Open a command line prompt in the "models" folder if you downloaded the GitHub repository, or create a folder named "models".

Run this command:

sibila hub -d TheBloke/openchat-3.5-1210-GGUF -f openchat-3.5-1210.Q4_K_M.gguf

After downloading the 4.4Gb, the file "openchat-3.5-1210.Q4_K_M.gguf" will be available in your "models" folder and you can run the examples. You can do the same to download any other GGUF models.

Manual download#

Alternatively, you can download in your browser from this URL:

https://huggingface.co/TheBloke/openchat-3.5-1210-GGUF/blob/main/openchat-3.5-1210.Q4_K_M.gguf

In the linked page, click "download" and save this file into a "models" folder. If you downloaded the Sibila GitHub repository it already includes a "models" folder which you can use. Otherwise, just create a "models" folder, where you'll store your local model files.

Once the file "openchat-3.5-1210.Q4_K_M.gguf" is placed in the "models" folder, you should be able to run the examples.

LlamaCppModel class#

Local llama.cpp models can be used with the LlamaCppModel class. Let's generate text after our prompt:

Example

from sibila import LlamaCppModel

model = LlamaCppModel("../../models/openchat-3.5-1210.Q4_K_M.gguf")

model("I think that I shall never see.")

Result

'A poem as lovely as a tree.'

It worked: the model answered with the continuation of the famous poem.

You'll notice that the first time you create the model object and run a query, it will take longer, because the model must load all its parameters into layers in memory. The next queries will work much faster.

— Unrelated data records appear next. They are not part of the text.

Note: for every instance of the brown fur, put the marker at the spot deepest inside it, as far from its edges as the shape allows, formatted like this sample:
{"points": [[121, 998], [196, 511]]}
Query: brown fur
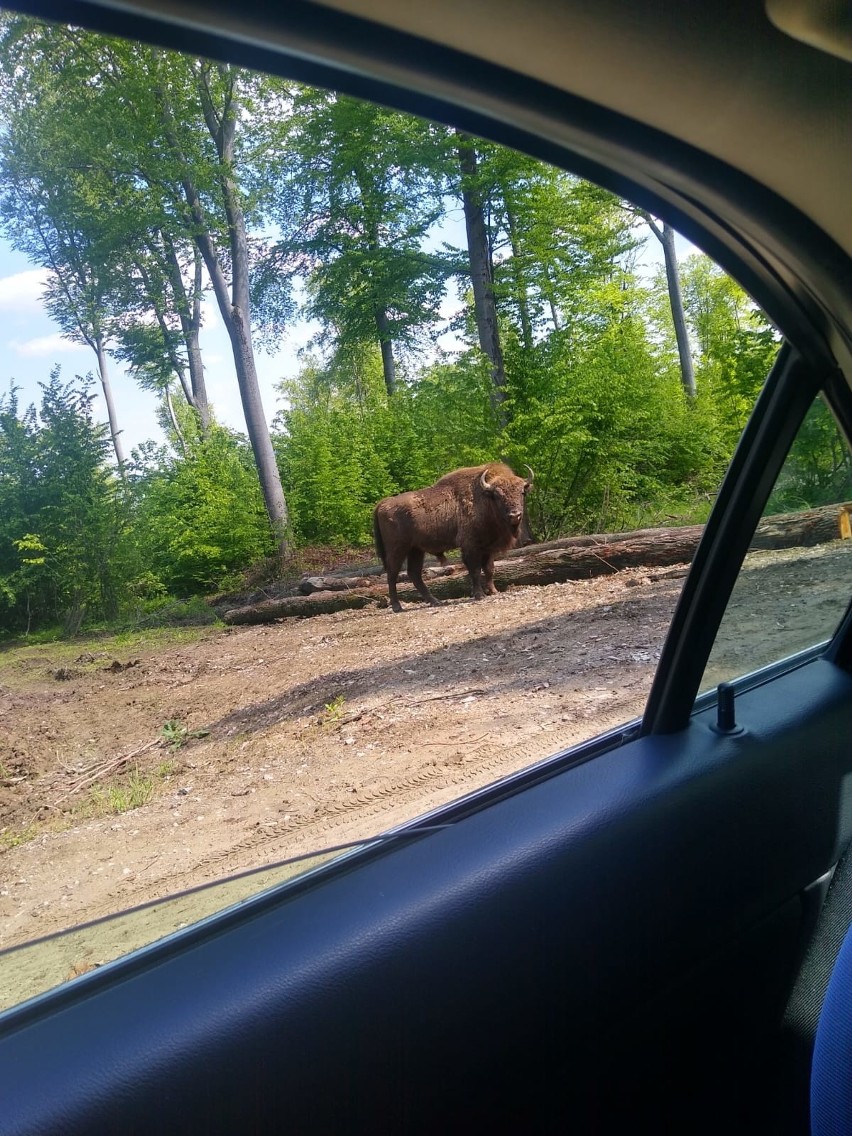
{"points": [[456, 512]]}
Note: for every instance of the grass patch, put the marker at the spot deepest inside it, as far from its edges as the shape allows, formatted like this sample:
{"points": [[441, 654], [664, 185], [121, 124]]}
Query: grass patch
{"points": [[176, 734], [93, 651], [117, 799], [334, 709], [14, 837]]}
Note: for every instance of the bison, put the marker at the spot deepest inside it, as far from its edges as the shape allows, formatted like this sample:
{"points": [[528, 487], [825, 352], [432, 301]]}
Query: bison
{"points": [[478, 510]]}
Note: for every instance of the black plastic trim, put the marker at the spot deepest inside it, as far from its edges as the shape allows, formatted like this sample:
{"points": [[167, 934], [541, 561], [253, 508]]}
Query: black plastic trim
{"points": [[783, 403]]}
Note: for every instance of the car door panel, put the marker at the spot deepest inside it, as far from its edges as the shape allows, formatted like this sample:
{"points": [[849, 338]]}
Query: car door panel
{"points": [[425, 978], [602, 942]]}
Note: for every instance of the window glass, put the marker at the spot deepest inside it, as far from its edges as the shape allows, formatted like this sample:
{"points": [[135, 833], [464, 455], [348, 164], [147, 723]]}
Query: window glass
{"points": [[796, 578], [240, 312]]}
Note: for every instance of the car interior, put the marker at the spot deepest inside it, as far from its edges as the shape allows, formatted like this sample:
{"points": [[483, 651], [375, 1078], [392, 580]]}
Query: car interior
{"points": [[642, 929]]}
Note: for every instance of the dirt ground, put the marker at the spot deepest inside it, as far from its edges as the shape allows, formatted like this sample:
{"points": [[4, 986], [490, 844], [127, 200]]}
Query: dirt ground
{"points": [[257, 744]]}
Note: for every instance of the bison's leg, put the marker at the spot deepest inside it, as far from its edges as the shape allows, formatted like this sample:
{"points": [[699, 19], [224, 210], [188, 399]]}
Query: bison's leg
{"points": [[415, 574], [489, 575], [392, 566], [473, 562]]}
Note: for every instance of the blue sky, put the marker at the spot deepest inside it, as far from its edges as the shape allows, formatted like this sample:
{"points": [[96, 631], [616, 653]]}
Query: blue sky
{"points": [[32, 344]]}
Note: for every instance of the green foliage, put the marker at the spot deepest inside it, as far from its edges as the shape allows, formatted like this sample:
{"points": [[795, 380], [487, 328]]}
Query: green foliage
{"points": [[199, 517], [63, 514], [123, 167]]}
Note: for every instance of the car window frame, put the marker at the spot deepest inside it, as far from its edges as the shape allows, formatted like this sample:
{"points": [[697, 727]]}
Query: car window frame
{"points": [[801, 372]]}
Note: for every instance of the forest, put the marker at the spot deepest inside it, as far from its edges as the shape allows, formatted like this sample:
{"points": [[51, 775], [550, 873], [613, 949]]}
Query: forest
{"points": [[148, 184]]}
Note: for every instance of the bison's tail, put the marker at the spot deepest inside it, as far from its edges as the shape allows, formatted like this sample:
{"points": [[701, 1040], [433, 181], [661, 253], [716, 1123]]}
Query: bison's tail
{"points": [[377, 539]]}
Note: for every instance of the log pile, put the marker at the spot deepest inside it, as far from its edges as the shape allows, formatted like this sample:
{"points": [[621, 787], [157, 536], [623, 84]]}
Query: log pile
{"points": [[551, 562]]}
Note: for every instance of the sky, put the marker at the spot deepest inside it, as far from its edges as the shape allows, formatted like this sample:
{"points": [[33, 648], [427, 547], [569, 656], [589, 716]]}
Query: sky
{"points": [[31, 345]]}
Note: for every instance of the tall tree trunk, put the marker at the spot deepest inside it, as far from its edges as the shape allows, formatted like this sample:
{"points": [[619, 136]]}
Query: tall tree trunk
{"points": [[190, 315], [173, 419], [666, 236], [481, 274], [103, 373], [520, 292], [551, 301], [234, 302], [384, 337]]}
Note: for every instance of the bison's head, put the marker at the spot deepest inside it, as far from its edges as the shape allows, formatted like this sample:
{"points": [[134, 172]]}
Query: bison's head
{"points": [[507, 492]]}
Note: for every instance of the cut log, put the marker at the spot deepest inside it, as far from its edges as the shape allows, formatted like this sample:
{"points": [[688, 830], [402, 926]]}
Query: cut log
{"points": [[300, 607], [554, 561]]}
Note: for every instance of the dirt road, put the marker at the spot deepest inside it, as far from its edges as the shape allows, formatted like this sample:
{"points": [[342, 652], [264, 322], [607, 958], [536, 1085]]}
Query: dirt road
{"points": [[249, 745]]}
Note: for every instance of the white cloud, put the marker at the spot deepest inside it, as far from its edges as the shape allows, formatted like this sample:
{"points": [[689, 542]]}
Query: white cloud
{"points": [[46, 345], [23, 290]]}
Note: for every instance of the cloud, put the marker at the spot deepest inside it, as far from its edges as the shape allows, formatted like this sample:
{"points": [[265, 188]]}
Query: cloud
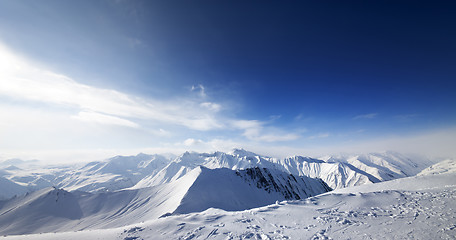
{"points": [[19, 79], [366, 116], [199, 88], [320, 135], [254, 130], [104, 119]]}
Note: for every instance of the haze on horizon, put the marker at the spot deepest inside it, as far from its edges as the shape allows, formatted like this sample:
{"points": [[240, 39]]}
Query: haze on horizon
{"points": [[92, 79]]}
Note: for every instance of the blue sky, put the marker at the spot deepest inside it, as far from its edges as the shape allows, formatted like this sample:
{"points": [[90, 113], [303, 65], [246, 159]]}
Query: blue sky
{"points": [[309, 77]]}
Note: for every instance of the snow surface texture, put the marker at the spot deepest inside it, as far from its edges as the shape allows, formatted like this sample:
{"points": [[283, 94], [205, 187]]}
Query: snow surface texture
{"points": [[142, 170], [54, 209], [421, 207]]}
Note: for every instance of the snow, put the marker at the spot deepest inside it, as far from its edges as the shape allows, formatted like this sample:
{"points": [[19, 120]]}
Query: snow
{"points": [[200, 189], [236, 195], [419, 210]]}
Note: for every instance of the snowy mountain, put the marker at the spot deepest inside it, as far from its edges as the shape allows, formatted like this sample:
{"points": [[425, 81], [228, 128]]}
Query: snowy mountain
{"points": [[142, 170], [200, 189], [335, 174], [419, 207]]}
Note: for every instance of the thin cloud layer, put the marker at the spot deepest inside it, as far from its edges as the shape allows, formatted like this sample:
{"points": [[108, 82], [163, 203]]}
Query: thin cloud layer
{"points": [[28, 85]]}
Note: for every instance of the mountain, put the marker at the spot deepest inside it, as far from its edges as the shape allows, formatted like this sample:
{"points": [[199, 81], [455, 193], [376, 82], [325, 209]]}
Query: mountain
{"points": [[244, 189], [143, 170], [116, 173], [418, 207], [10, 189], [54, 209], [336, 171], [335, 174], [446, 166]]}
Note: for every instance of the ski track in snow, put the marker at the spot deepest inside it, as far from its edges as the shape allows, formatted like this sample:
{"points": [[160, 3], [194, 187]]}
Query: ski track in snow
{"points": [[388, 214]]}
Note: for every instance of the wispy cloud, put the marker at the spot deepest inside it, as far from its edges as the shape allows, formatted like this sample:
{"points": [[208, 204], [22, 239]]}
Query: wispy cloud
{"points": [[21, 80], [104, 119], [366, 116], [406, 117]]}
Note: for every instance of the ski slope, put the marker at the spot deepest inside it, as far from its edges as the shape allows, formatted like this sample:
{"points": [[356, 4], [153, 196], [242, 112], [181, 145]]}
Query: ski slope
{"points": [[419, 207]]}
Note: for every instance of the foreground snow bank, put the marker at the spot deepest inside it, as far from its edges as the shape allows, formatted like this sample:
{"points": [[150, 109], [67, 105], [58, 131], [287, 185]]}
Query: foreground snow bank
{"points": [[410, 208]]}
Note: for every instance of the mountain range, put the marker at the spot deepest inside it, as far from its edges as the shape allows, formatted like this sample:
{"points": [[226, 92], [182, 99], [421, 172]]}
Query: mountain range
{"points": [[131, 189]]}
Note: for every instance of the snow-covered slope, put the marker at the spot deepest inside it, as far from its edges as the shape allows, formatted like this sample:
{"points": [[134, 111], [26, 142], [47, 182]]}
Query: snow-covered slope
{"points": [[9, 189], [116, 173], [335, 174], [446, 166], [243, 189], [198, 190], [142, 170], [384, 166], [422, 207]]}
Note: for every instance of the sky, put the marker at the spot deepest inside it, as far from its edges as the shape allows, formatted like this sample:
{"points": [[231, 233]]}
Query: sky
{"points": [[85, 80]]}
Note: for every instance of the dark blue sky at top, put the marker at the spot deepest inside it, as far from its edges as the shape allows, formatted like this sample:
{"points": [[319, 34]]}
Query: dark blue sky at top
{"points": [[327, 61]]}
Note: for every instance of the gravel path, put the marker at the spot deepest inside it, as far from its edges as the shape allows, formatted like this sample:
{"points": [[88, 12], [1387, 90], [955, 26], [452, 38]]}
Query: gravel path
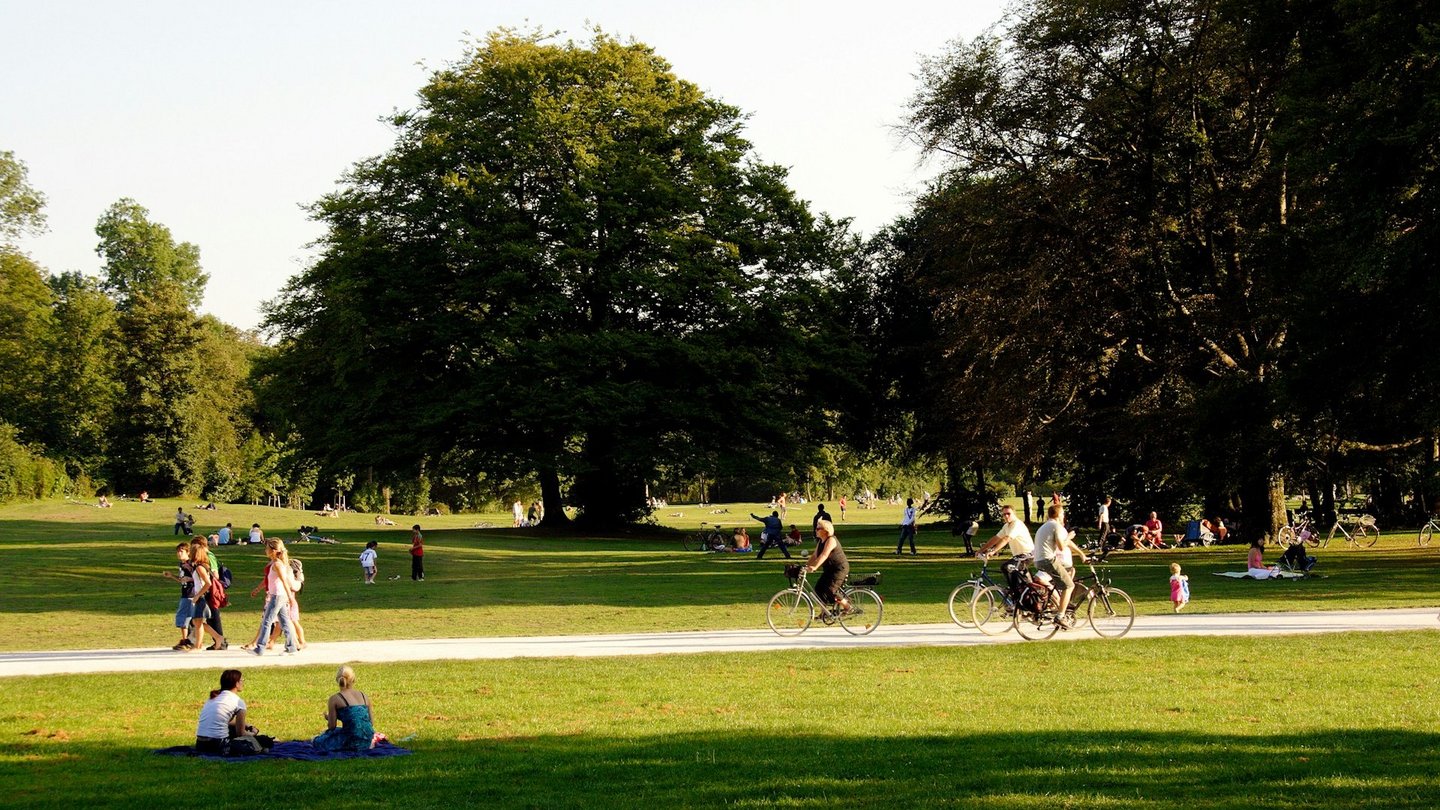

A note about out of memory errors#

An important thing to know if you'll be using local models is about "Out of memory" errors.

A 7B model like OpenChat-3.5, when quantized to 4 bits will occupy about 6.8 Gb of memory, in either GPU's VRAM or common RAM. If you try to run a second model at the same time, you might get an out of memory error and/or llama.cpp may crash: it all depends on the memory available in your computer.

This is less of a problem when running scripts from the command line, but in environments like Jupyter where you can have multiple open notebooks, you may get "out of memory" errors or python kernel errors like:

Error

Kernel Restarting
The kernel for sibila/examples/name.ipynb appears to have died.
It will restart automatically.

If you get an error like this in JupyterLab, open the Kernel menu and select "Shut Down All Kernels...". This will get rid of any out-of-memory stuck models.

A good practice is to delete any local model after you no longer need it or right before loading a new one. A simple "del model" works fine, or you can add these two lines before creating a model:

try: model.close(); del model
except: ...

model = LlamaCppModel(...)

This way, any existing model in the current notebook is deleted before creating a new one.

However this won't work across multiple notebooks. In those cases, open JupyterLab's Kernel menu and select "Shut Down All Kernels...". This will get rid of any models currently in memory.